Zaczęło się od starcia z GKS-em Katowice. Niebiesko-czerwoni przegrywali w nim do przerwy 0:1, ale w ostatniej minucie regulaminowego czasu gry zdobyli zwycięską bramkę. Później odrobili dwa gole w Łodzi, wychodząc ze stanu 0:2 na 2:2. Teoretycznie najbliżej porażki byli w Ząbkach. Tam przegrywali z Dolcanem do 81. minuty, by ostatecznie wrócić do Gliwic z kompletem punktów. Piast wynik gonił także w Łęcznej (z 0:1 na 1:1).
W niedzielne popołudnie, w konfrontacji z Podbeskidziem Bielsko-Biała defensywa Piasta znowu dała się zaskoczyć jako pierwsza.

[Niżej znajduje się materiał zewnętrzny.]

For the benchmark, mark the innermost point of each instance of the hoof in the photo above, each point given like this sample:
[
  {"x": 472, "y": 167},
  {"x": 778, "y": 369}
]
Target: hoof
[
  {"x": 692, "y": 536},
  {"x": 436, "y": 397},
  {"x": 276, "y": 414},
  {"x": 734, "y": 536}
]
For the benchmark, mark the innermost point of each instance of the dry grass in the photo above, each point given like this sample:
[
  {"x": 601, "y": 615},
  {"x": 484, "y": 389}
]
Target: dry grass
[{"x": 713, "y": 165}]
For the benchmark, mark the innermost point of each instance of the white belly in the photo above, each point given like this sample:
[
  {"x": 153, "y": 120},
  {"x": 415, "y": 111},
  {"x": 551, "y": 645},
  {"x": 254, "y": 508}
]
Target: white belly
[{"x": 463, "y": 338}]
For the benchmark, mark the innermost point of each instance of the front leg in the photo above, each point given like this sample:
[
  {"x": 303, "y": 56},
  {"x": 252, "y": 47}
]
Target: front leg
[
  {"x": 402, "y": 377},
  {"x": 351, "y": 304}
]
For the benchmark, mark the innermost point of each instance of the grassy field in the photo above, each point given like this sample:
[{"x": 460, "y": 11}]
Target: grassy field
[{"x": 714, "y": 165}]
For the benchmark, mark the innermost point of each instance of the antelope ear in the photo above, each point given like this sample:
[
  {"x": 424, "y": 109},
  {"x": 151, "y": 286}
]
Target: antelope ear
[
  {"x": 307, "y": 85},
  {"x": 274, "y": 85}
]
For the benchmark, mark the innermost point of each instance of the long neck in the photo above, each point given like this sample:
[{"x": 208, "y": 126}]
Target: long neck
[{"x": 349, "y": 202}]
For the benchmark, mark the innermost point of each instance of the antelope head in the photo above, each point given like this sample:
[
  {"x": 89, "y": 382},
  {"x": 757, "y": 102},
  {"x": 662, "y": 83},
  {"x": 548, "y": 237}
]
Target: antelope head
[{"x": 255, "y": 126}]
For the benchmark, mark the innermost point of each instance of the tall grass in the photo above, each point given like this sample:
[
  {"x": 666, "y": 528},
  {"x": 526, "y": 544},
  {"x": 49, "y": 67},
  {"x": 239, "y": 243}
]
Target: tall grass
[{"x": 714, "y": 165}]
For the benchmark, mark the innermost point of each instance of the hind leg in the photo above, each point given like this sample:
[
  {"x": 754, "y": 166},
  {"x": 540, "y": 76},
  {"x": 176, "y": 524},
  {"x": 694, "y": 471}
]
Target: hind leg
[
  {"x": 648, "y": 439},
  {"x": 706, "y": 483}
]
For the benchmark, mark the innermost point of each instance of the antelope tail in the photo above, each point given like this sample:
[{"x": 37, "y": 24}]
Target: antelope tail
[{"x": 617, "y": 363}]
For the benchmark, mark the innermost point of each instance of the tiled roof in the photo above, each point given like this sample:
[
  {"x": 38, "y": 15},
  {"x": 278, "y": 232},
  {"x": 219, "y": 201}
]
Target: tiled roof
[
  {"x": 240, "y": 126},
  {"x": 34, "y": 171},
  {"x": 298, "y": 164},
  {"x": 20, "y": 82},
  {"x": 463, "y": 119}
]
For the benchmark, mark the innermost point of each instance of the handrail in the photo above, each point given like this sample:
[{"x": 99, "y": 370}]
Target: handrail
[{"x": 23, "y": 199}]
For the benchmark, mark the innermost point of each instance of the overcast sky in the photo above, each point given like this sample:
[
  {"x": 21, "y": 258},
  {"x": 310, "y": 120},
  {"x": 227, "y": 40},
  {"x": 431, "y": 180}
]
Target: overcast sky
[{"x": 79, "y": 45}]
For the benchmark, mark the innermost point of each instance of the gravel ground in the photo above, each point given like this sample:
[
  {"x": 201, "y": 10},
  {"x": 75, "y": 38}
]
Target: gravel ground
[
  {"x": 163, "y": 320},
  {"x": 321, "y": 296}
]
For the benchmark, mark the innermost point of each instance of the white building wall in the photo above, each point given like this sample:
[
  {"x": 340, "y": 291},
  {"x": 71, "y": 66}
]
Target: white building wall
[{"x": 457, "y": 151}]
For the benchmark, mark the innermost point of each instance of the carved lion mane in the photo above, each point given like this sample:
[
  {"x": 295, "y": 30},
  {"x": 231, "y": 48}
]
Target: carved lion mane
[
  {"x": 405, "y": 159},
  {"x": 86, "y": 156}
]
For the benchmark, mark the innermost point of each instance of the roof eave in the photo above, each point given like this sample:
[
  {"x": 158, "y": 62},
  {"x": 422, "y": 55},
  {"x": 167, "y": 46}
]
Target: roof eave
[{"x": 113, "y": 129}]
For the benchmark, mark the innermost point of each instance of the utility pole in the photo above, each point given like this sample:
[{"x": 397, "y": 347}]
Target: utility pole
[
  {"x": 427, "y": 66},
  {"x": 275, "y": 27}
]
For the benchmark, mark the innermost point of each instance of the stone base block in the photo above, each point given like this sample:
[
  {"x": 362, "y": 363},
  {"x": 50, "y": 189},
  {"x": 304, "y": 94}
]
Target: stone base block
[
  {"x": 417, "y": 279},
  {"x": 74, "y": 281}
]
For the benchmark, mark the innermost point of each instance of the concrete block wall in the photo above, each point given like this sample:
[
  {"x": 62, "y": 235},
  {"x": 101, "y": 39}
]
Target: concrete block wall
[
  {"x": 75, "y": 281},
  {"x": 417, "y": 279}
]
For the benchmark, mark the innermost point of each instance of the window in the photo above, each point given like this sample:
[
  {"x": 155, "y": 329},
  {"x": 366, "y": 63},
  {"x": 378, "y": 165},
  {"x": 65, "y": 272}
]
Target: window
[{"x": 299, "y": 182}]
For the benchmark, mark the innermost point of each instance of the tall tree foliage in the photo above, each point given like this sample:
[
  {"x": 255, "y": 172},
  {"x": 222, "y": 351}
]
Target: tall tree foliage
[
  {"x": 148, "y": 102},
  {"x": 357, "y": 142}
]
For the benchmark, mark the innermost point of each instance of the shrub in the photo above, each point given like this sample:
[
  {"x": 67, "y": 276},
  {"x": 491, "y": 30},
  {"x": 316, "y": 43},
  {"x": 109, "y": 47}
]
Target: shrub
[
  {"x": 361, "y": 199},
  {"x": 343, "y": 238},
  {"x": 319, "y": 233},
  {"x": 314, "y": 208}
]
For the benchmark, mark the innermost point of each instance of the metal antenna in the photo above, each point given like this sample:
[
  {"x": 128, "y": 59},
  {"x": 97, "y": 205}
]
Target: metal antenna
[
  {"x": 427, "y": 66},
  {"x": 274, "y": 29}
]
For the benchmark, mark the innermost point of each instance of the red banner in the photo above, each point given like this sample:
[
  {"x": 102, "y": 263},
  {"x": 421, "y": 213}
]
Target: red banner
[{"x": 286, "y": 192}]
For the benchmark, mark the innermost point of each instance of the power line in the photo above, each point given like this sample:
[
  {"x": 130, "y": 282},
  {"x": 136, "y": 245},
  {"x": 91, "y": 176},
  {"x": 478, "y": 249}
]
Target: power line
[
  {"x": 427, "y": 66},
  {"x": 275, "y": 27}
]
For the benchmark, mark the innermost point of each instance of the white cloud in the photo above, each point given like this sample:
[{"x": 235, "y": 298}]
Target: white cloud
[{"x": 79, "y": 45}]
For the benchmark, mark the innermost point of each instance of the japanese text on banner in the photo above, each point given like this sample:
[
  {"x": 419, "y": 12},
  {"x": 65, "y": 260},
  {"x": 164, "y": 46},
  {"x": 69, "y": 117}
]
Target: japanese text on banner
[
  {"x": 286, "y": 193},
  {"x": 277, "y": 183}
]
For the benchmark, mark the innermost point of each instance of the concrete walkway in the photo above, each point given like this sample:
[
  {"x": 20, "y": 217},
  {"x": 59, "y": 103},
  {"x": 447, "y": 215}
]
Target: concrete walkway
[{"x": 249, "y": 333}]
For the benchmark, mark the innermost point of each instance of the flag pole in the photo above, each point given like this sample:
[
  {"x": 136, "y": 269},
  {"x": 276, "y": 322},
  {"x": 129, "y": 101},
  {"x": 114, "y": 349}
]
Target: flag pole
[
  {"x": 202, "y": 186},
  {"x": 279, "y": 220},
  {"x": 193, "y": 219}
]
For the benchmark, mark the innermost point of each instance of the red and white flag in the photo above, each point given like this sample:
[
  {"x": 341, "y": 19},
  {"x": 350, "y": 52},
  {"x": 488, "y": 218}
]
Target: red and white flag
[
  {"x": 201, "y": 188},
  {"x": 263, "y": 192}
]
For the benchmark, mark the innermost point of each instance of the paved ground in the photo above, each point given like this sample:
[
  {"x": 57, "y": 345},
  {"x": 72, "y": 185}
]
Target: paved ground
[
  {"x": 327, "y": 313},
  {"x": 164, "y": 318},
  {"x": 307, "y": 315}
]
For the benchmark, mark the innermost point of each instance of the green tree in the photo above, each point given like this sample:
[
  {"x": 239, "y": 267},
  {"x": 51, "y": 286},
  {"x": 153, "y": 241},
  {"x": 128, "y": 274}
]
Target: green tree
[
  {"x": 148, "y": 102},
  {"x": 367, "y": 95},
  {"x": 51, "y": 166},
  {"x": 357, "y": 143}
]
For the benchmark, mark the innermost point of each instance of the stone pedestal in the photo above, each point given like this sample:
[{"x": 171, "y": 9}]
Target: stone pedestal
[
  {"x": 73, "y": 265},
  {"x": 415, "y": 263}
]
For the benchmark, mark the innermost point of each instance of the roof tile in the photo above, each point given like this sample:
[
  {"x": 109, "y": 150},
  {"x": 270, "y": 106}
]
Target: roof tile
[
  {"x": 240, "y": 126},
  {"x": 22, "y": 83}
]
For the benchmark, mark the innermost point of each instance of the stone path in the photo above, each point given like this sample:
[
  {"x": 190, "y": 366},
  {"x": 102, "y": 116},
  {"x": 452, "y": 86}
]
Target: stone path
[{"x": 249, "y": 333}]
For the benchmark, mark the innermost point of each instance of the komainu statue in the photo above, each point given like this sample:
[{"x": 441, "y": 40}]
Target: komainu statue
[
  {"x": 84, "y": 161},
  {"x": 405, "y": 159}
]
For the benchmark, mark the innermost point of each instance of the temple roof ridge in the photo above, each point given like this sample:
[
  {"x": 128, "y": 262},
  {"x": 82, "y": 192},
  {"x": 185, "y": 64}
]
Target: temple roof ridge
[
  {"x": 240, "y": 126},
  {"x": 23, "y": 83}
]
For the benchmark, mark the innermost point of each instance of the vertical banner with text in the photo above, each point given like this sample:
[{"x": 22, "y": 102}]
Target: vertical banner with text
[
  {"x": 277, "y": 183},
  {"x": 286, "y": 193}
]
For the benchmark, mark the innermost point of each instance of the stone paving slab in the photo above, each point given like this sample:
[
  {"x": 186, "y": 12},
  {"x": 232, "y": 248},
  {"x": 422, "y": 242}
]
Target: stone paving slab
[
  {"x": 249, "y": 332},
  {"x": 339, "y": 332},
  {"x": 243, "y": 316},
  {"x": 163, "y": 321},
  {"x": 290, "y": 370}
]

Stracona bramka nie podłamała jednak gliwickiej jedenastki i po końcowym gwizdku sędziego, to ona cieszyła się ze zwycięstwa. - Kolejny raz pokazaliśmy charakter. Gramy zawsze do końca. Widać, że jesteśmy dobrze przygotowani do tego sezonu, bo do ostatniej minuty walczymy na pełnych obrotach. Myślę, że to zwycięstwo da nam takiego pozytywnego kopa i będzie coraz lepiej - mówił po meczu z Góralami pomocnik niebiesko-czerwonych, Bartosz Iwan.
Postawa piłkarzy Marcina Brosza może się podobać, ale sami piłkarze woleliby unikać tak stresujących sytuacji. - Znowu udowodniliśmy, że potrafimy odwrócić niekorzystne losy spotkania, ale mam nadzieję, że od teraz będzie więcej takich meczów, w których to my pierwsi trafimy do siatki - powiedział Jakub Biskup.
W najbliższy weekend niepokonany Piast zmierzy się w Kluczborku z tamtejszym MKS.